ERBIL, Kurdistan Region of Iraq - A delegation from People’s Equality and Democracy Party (DEM Party) on Wednesday paid a second visit in less than a month to the Imrali Prison, to meet Abdullah Ocalan, jailed leader of the Kurdistan Workers Party (PKK), as part of ongoing talks for the resumption of the peace process in Turkey, which the pro-Kurdish party has described as "positive".
The DEM Party delegation, made up of Sirri Sureyya Onder and Parvin Buldan, is poised to brief Ocalan on a range of meetings they have held with almost all the political parties since the late December Imrali meeting.
In a major move, Devlet Bahceli, head of the far-right Turkish Nationalist Movement Party (MHP), in October proposed allowing Ocalan to appear before the legislature and declare the dissolution of the PKK, an initiative immediately endorsed by Turkish President Recep Tayyip Erdogan and the Turkish political landscape.
This initiative led to the DEM Party MPs Buldan and Onder being granted the rare permission to meet with Ocalan at Imrali prison in December amid a shift in Ankara’s stance of prohibiting contact with the PKK founder.
Ocalan has been serving a life sentence at Imrali prison, a small but high-security facility on Imrali Island in the Sea of Marmara, since February 1999.
Last week, The DEM Party hailed their meetings with the ruling and opposition Turkish parties as “positive”.

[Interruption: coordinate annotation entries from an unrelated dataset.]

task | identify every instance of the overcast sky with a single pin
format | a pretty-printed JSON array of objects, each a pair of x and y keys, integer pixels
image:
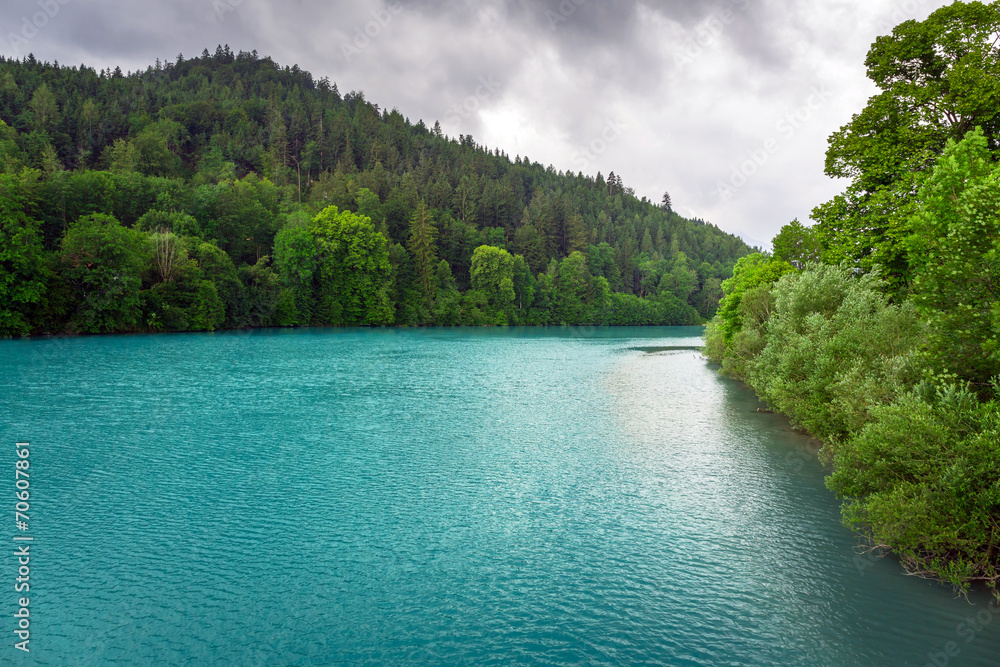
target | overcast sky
[{"x": 726, "y": 104}]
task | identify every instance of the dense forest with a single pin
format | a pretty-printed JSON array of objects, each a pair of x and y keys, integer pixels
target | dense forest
[
  {"x": 878, "y": 328},
  {"x": 225, "y": 191}
]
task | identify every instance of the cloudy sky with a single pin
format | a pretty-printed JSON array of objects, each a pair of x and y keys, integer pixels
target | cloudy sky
[{"x": 725, "y": 104}]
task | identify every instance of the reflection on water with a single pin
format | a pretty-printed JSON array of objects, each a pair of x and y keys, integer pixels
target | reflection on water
[{"x": 555, "y": 496}]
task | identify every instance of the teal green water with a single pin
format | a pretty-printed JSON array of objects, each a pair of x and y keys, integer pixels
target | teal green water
[{"x": 475, "y": 497}]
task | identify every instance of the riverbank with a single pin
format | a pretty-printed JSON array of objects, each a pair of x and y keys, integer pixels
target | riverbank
[{"x": 915, "y": 461}]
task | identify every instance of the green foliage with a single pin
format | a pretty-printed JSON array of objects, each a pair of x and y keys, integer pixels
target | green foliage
[
  {"x": 423, "y": 249},
  {"x": 834, "y": 348},
  {"x": 923, "y": 480},
  {"x": 955, "y": 255},
  {"x": 797, "y": 245},
  {"x": 23, "y": 270},
  {"x": 493, "y": 276},
  {"x": 353, "y": 264},
  {"x": 104, "y": 262},
  {"x": 939, "y": 80},
  {"x": 891, "y": 351},
  {"x": 752, "y": 271}
]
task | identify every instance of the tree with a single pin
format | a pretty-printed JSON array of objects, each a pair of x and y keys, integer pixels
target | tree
[
  {"x": 423, "y": 249},
  {"x": 104, "y": 263},
  {"x": 751, "y": 272},
  {"x": 939, "y": 78},
  {"x": 797, "y": 245},
  {"x": 573, "y": 290},
  {"x": 493, "y": 275},
  {"x": 955, "y": 254},
  {"x": 22, "y": 262},
  {"x": 354, "y": 270},
  {"x": 45, "y": 107}
]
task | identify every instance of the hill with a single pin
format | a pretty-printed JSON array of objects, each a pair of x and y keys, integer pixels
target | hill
[{"x": 196, "y": 195}]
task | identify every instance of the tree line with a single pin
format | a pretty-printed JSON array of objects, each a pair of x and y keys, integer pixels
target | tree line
[
  {"x": 225, "y": 191},
  {"x": 878, "y": 328}
]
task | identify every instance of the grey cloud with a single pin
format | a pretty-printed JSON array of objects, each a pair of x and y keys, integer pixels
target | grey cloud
[{"x": 564, "y": 69}]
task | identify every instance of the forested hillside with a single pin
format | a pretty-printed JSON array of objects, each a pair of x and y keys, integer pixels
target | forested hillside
[
  {"x": 878, "y": 329},
  {"x": 225, "y": 191}
]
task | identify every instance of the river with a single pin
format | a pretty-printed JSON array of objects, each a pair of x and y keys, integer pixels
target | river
[{"x": 466, "y": 496}]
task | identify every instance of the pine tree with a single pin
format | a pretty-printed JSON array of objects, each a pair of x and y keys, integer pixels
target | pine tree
[{"x": 423, "y": 249}]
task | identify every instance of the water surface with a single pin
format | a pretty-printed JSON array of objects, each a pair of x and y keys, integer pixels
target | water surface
[{"x": 470, "y": 496}]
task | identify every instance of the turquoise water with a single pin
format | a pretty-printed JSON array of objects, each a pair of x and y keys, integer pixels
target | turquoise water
[{"x": 478, "y": 497}]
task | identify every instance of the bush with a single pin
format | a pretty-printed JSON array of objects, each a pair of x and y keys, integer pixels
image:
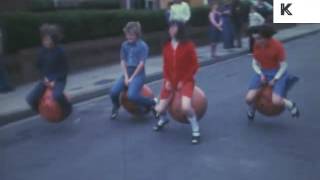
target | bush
[
  {"x": 48, "y": 5},
  {"x": 22, "y": 28}
]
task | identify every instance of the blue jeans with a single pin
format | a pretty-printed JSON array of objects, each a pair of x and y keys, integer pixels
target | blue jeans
[
  {"x": 33, "y": 99},
  {"x": 280, "y": 88},
  {"x": 134, "y": 90}
]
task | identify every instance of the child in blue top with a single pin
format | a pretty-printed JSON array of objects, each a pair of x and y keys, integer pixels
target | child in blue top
[
  {"x": 53, "y": 67},
  {"x": 134, "y": 52}
]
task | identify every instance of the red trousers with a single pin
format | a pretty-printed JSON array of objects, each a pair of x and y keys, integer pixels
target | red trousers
[{"x": 186, "y": 90}]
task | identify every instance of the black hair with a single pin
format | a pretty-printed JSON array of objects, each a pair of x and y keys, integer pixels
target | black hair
[
  {"x": 266, "y": 31},
  {"x": 53, "y": 31}
]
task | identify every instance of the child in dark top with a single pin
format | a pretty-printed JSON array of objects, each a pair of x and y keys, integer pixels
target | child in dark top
[{"x": 53, "y": 67}]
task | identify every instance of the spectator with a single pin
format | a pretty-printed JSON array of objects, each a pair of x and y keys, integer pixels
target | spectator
[
  {"x": 4, "y": 84},
  {"x": 239, "y": 12},
  {"x": 167, "y": 12},
  {"x": 227, "y": 26},
  {"x": 255, "y": 20},
  {"x": 215, "y": 28},
  {"x": 180, "y": 11},
  {"x": 264, "y": 8}
]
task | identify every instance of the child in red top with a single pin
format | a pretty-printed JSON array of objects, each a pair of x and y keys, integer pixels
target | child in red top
[
  {"x": 180, "y": 65},
  {"x": 270, "y": 67}
]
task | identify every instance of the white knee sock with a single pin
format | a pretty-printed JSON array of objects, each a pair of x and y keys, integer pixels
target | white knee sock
[
  {"x": 163, "y": 119},
  {"x": 194, "y": 125},
  {"x": 251, "y": 108},
  {"x": 288, "y": 104}
]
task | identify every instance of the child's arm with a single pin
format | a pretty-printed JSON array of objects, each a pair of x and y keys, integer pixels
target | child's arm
[
  {"x": 256, "y": 67},
  {"x": 281, "y": 71},
  {"x": 138, "y": 69},
  {"x": 64, "y": 66},
  {"x": 143, "y": 56},
  {"x": 124, "y": 69},
  {"x": 123, "y": 62},
  {"x": 193, "y": 64},
  {"x": 213, "y": 21}
]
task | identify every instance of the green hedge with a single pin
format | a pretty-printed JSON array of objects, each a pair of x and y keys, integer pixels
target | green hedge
[
  {"x": 22, "y": 28},
  {"x": 48, "y": 5}
]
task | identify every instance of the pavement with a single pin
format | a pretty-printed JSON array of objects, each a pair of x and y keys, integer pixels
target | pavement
[
  {"x": 96, "y": 82},
  {"x": 90, "y": 146}
]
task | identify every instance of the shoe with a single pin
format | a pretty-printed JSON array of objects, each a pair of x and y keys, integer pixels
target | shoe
[
  {"x": 114, "y": 112},
  {"x": 159, "y": 127},
  {"x": 153, "y": 110},
  {"x": 251, "y": 115},
  {"x": 6, "y": 90},
  {"x": 195, "y": 139},
  {"x": 295, "y": 113}
]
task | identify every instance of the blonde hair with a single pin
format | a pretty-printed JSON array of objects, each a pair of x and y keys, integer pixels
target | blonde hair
[
  {"x": 51, "y": 30},
  {"x": 133, "y": 27}
]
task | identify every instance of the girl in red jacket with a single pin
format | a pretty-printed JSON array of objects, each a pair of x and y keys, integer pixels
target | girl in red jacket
[{"x": 180, "y": 65}]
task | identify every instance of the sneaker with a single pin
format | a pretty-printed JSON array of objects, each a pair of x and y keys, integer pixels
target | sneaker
[
  {"x": 294, "y": 110},
  {"x": 251, "y": 115},
  {"x": 114, "y": 112},
  {"x": 195, "y": 139},
  {"x": 153, "y": 110},
  {"x": 159, "y": 126}
]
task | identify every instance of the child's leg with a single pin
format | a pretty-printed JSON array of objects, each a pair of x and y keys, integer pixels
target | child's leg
[
  {"x": 116, "y": 90},
  {"x": 251, "y": 43},
  {"x": 191, "y": 115},
  {"x": 192, "y": 118},
  {"x": 213, "y": 50},
  {"x": 162, "y": 107},
  {"x": 134, "y": 93},
  {"x": 254, "y": 88},
  {"x": 59, "y": 96},
  {"x": 35, "y": 95},
  {"x": 278, "y": 96}
]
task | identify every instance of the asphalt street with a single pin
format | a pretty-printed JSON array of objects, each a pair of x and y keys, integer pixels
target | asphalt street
[{"x": 89, "y": 146}]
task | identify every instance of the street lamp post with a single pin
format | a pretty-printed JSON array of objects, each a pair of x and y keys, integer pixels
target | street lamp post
[{"x": 1, "y": 42}]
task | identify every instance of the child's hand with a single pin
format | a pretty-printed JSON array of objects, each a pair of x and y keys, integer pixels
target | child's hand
[
  {"x": 180, "y": 84},
  {"x": 46, "y": 80},
  {"x": 168, "y": 86},
  {"x": 263, "y": 79},
  {"x": 52, "y": 83},
  {"x": 272, "y": 82},
  {"x": 129, "y": 81},
  {"x": 126, "y": 81}
]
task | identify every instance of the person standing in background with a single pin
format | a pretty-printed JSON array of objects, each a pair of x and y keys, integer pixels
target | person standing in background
[
  {"x": 255, "y": 20},
  {"x": 180, "y": 11},
  {"x": 167, "y": 12},
  {"x": 4, "y": 84},
  {"x": 215, "y": 28},
  {"x": 239, "y": 13},
  {"x": 227, "y": 26}
]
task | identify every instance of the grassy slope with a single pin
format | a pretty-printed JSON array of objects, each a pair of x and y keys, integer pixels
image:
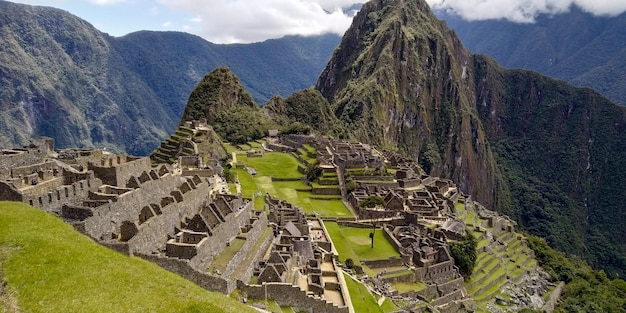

MHP’s Bahceli, however, has previously warned that the next meeting with jailed Ocalan must end in the dissolution of the PKK.
“At the end of the second meeting to be held between the DEM delegation and İmrali, it must be declared without any conditions that the organizational existence of the PKK has ended, that no result could be achieved through terrorism,” Bahceli said at a press conference following his party’s parliamentary group meeting last week.
In 2013, the Turkish government, led by then-prime minister and current President Erdogan, entered a peace process with the PKK aimed at ending the decades of conflict and bloodshed. The truce was short-lived and collapsed in July 2015, leading to violent clashes in Turkey’s southeastern Kurdish areas.
The PKK is an armed group that has fought for increased Kurdish rights in Turkey for decades. The group is designated a terrorist organization by Ankara.